The third revelation and transformer of my personal faith has been seeing the crisis in God’s creation. Recently, World Vision commissioned research on Australian millennials with Barna, that shows that 42% of millennials see Global Climate Change as one of the world’s greatest problems. The environments that humanitarians work in are getting messier, with more severe floods, droughts and natural disasters – with deadly consequences. Because climate change creates vulnerability, I believe that World Vision has an obligation to speak into it.

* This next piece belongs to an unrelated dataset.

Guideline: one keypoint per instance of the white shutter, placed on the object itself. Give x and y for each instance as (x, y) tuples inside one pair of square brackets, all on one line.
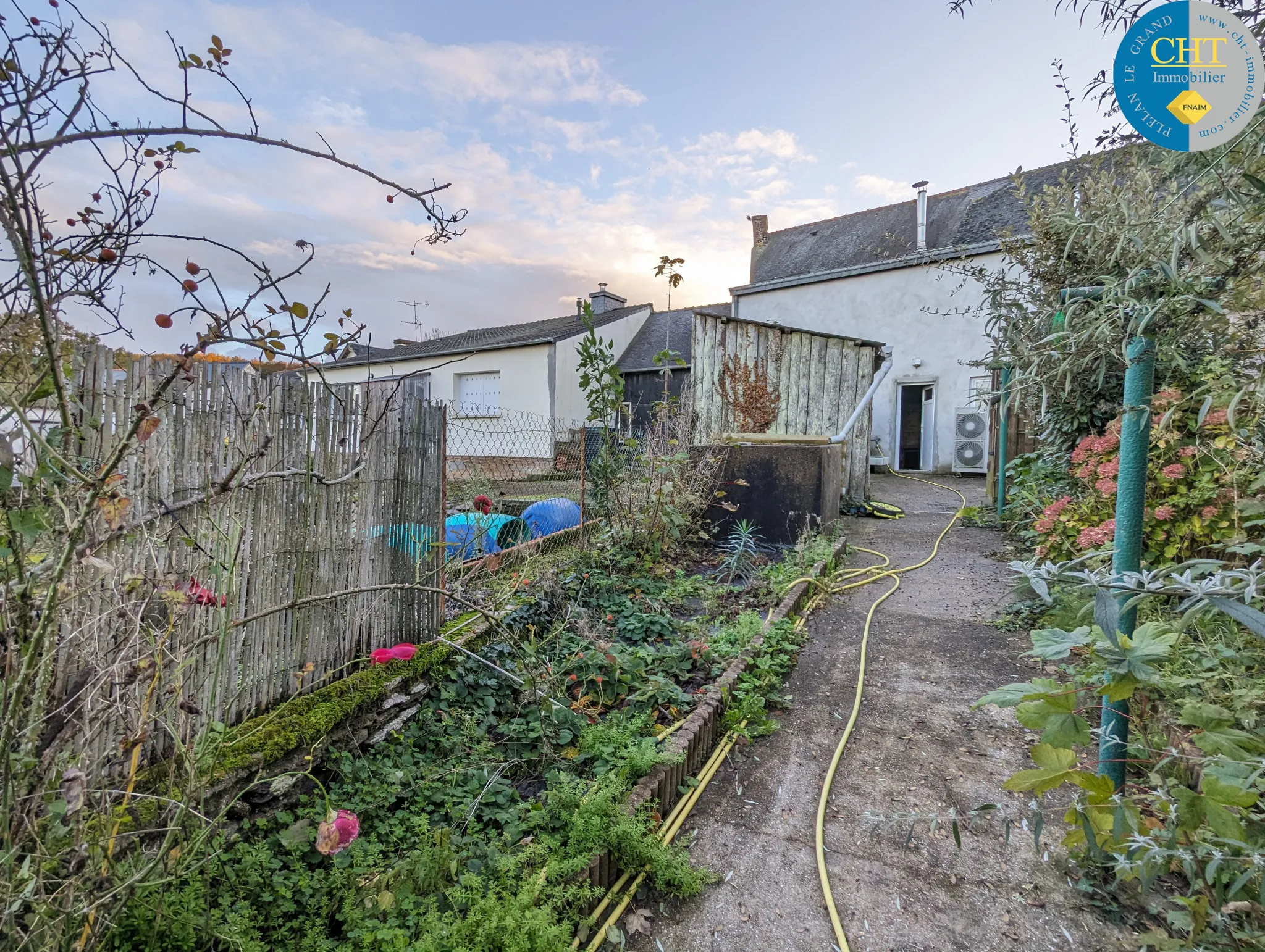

A few months ago I flew from London to Mozambique to assess the devastation left by Cyclone Idai. Driving through the Mozambican city of Beira was like seeing a recent apocalypse. Trees were uprooted. Houses and telephone poles were ripped up.
By emergency helicopter, I flew into communities where the faces of the children told stories I will never forget. This disaster affected more than a million people, killing about 1000 people across Mozambique, Malawi and Zimbabwe. It displaced 70,000, and left communities grappling with disease as they began the massive clean up.
Jesus joins us in the dirtiness and messiness and is comfortable with us there.
As I took in the mess I saw that this was the heart of our work at World Vision. We look for human dignity in the messiest places.
Like the dignity of Cecilia, a beautiful 14 year old who had lost everything – but the day I met her, someone had given her clean clothes.
Sometimes we sanitise Jesus. We see it in the pictures of the stable or how he engaged with the poor. Now I understand in a deeper way, that Jesus knows what it’s like to be hated, persecuted, abused and excluded – so much of what the vulnerable children we serve experience.
The birth, life and death of Jesus was not protected from the mess of this world. He was born in a stable, was driven into Egypt as a child refugee, spent his ministry with outcasts, and was degraded before dying on the cross. God has given us the answers.
Jesus joins us in the dirtiness and messiness and is comfortable with us there. It is where he went and where he would have us go.
When we go to the Rohingya who have been rejected and tortured, when we’ve been with the forgotten children of Syria. When we challenge child sacrifice, unjust incarceration on Manus and Nauru, female genital mutilation, and domestic violence. When we fight for early childhood care for indigenous Australian children. That’s when we do messy Jesus.
By taking on this role, I’ve given my imperfect heart to continuing this mission of being an image bearer of radical messy Jesus.
That said, I am just an ordinary woman. When it comes down to it, we’re all just ordinary people. But if we are open to it, God gives every one of us opportunities to have extraordinary impact.
Since taking on this role, I have sat with feelings of being overwhelmed, or ashamed of my wealth, opportunity and access. But Jesus has taught me through engaging with the woman at the well that I need to simply follow his lead and do what I can to bring hope to a socially outcast, resource-poor woman like her, who was transformed by her experience of Jesus.
I encourage you from the bottom of my heart, don’t be distracted by the size of the problems. Focus on what we together can do to bring hope and justice to a broken world.